01: Welcome to Family, Darling!

21 1 40
                                    

Suara statistik membangunkan fungsi pendengaranku yang telah lama tertidur, kelopak mataku perlahan terbuka. Dihadapkan dengan kaca transparan yang dipenuhi uap membuatku tidak bisa melihat siapa dua orang di balik kaca yang tengah berbicara.

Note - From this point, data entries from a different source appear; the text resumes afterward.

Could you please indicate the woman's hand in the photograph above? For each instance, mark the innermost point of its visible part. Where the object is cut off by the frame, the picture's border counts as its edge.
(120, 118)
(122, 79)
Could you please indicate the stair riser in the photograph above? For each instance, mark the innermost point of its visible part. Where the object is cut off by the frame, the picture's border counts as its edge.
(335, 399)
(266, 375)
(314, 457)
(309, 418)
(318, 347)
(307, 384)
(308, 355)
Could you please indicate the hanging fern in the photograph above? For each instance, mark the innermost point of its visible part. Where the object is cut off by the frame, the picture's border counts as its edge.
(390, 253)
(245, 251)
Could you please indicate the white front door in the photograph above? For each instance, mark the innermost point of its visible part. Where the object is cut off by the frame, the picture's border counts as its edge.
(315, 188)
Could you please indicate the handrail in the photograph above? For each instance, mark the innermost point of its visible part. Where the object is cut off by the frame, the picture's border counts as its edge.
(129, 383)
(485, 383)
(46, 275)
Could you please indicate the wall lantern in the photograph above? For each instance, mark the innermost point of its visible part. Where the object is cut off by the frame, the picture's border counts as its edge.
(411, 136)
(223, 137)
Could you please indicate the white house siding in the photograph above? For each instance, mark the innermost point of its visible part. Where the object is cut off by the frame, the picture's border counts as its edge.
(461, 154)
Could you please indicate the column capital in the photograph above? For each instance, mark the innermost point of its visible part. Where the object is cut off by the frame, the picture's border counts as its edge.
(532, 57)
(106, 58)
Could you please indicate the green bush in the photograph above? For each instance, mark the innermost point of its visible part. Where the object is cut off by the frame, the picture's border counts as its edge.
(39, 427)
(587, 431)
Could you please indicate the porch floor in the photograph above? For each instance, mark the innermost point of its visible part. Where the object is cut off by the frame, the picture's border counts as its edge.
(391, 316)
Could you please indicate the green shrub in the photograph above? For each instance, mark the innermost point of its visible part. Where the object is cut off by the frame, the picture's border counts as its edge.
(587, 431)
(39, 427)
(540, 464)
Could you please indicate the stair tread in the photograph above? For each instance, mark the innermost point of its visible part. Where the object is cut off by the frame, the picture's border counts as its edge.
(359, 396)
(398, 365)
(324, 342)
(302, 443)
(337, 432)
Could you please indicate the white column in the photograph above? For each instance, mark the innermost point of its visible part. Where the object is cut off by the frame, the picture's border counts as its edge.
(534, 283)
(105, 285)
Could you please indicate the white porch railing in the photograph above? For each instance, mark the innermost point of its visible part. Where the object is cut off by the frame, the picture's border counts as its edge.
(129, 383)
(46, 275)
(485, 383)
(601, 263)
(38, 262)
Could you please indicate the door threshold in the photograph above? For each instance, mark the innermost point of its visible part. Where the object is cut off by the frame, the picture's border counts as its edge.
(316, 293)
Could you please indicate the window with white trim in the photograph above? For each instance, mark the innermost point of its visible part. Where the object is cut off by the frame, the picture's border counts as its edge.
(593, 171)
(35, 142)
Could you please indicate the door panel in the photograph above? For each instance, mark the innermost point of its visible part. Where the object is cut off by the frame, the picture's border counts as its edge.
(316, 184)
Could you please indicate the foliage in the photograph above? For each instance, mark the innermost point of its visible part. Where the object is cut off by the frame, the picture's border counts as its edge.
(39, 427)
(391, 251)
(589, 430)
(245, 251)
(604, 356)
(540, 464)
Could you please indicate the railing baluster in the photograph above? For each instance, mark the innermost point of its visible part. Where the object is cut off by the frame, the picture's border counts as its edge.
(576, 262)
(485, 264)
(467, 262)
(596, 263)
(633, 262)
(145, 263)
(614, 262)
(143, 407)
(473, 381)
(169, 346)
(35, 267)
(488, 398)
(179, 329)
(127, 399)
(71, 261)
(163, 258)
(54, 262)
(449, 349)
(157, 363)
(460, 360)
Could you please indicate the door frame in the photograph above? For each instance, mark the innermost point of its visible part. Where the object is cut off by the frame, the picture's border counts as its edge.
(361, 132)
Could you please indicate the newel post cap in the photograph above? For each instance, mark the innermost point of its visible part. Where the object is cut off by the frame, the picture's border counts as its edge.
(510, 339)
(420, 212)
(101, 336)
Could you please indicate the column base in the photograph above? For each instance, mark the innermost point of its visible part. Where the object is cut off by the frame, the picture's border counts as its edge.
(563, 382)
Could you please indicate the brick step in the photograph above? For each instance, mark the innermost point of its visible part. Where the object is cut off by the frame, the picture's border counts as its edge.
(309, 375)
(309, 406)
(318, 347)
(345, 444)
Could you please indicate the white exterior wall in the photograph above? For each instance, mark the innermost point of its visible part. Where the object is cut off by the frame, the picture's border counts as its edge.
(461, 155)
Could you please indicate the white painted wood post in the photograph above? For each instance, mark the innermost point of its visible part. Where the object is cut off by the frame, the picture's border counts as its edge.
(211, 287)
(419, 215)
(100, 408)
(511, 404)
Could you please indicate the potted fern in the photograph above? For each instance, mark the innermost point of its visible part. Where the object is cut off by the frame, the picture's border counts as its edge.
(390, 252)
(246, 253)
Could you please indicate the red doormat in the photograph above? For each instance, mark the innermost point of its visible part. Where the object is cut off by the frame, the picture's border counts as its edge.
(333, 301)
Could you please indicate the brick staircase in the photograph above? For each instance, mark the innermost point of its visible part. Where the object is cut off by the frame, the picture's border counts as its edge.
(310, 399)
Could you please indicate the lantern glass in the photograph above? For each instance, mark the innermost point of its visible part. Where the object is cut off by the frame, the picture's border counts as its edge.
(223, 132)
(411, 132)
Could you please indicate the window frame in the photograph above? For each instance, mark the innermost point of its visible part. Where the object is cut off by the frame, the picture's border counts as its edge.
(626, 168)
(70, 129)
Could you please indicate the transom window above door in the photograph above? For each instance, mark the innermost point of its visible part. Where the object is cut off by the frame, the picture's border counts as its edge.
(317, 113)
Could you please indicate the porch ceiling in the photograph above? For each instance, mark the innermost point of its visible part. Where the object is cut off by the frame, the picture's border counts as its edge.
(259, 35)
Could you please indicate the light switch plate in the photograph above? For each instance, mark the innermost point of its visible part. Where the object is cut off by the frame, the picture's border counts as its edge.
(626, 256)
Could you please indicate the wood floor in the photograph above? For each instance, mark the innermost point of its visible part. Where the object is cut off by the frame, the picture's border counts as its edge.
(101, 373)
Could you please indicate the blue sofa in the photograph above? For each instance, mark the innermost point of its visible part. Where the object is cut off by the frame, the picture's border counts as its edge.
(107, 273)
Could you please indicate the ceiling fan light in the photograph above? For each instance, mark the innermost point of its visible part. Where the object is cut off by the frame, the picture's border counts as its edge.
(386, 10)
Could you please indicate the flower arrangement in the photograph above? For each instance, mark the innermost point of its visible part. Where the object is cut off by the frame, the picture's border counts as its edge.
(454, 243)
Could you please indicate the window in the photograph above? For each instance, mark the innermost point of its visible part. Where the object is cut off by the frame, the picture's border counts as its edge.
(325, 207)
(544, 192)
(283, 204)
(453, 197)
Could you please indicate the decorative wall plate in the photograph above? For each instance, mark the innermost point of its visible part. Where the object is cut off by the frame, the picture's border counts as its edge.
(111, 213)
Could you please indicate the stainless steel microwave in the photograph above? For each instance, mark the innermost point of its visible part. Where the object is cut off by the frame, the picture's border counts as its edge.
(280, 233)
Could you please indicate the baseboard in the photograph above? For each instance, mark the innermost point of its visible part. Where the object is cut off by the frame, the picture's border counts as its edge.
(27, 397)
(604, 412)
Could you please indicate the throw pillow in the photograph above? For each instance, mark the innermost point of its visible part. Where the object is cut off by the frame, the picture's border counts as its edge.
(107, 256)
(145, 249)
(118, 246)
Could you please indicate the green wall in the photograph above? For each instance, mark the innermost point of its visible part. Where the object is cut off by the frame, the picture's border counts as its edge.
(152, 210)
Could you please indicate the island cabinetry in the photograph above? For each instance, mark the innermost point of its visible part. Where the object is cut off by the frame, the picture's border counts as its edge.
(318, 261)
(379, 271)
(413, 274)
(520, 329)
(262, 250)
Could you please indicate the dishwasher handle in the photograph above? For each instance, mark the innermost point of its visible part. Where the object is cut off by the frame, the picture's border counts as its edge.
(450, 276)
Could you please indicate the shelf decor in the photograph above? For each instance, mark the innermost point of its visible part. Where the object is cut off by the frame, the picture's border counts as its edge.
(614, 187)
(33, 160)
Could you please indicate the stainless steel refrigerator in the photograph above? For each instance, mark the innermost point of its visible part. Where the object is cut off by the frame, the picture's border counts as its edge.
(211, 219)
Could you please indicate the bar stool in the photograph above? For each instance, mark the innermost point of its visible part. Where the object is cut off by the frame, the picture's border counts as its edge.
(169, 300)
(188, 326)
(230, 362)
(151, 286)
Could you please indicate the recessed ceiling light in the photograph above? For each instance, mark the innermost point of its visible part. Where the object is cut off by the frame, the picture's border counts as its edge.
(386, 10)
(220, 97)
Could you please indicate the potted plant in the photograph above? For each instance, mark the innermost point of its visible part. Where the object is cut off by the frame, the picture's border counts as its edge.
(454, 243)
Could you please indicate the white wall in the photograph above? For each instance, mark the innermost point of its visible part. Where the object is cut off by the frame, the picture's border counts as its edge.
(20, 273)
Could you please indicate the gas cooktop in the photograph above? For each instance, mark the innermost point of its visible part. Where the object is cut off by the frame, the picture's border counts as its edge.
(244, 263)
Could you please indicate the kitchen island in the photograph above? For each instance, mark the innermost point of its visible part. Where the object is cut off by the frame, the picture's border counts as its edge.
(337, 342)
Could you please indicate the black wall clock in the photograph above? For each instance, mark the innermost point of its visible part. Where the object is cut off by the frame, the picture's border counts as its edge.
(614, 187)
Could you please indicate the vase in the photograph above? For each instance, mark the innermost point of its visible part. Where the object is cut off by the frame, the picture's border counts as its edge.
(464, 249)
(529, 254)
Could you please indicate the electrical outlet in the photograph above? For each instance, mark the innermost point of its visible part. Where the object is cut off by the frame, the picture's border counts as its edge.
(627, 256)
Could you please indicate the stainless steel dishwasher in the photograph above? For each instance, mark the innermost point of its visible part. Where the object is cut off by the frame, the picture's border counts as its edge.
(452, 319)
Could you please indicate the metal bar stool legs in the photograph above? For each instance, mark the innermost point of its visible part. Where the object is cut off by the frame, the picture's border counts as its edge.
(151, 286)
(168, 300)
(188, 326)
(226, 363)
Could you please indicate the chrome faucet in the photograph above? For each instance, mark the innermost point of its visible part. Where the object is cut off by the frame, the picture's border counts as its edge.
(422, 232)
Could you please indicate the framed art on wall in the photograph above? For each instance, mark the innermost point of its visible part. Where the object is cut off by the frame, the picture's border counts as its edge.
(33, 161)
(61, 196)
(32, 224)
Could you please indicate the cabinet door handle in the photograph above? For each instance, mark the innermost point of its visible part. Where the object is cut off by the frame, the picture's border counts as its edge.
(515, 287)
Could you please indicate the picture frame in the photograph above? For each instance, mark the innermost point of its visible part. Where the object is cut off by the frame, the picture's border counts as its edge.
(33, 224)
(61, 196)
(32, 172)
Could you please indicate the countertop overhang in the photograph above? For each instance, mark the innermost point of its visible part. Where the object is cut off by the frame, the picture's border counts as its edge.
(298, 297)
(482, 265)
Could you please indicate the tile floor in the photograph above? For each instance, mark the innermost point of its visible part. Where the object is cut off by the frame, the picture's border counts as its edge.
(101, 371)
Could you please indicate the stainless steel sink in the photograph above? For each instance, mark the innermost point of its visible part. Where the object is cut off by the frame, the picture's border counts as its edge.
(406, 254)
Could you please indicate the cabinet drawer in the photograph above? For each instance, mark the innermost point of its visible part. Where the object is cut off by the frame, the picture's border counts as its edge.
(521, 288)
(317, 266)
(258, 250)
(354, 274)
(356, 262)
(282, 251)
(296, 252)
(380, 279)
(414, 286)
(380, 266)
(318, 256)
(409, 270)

Hanya suara, "Uji cobanya berhasil," yang bisa aku dengar jelas.

Uji coba apa?

Seingatku hujan tidak berhenti dan aku yang terkena insomnia akut memutuskan membuat mie instan sepedas omongan tetangga julid yang menanyaiku kapan punya pacar. Masalahnya tidak ada adegan terpeleset di kamar mandi atau naasnya ada truk oleng menabrak rumahku yang menyebabkan diriku reinkarnasi ke beberapa tahun lebih maju dari asalku dulu.

"Cepat buka tabungnya, kita harus memastikan kemampuan otaknya sama dengan apa yang aku inginkan."

Kemampuan otak apa?!

Aku bodoh, tau!

"Hei jangan pura-pura malfungsi!"

Mati aku! niat ingin berpura-pura tidur diketahui. Aku mau tidak mau menunggu tabung terbuka, sedikit demi sedikit diikuti uap yang keluar dari tabung. Mataku berkedip, cahaya dari luar membuat mataku perih. Aku mengangkat kedua tanganku untuk menghalau sinar yang beberapa detik kemudian aku ketahui berasal dari kepala botak plontos pria ber-jas hitam di depan.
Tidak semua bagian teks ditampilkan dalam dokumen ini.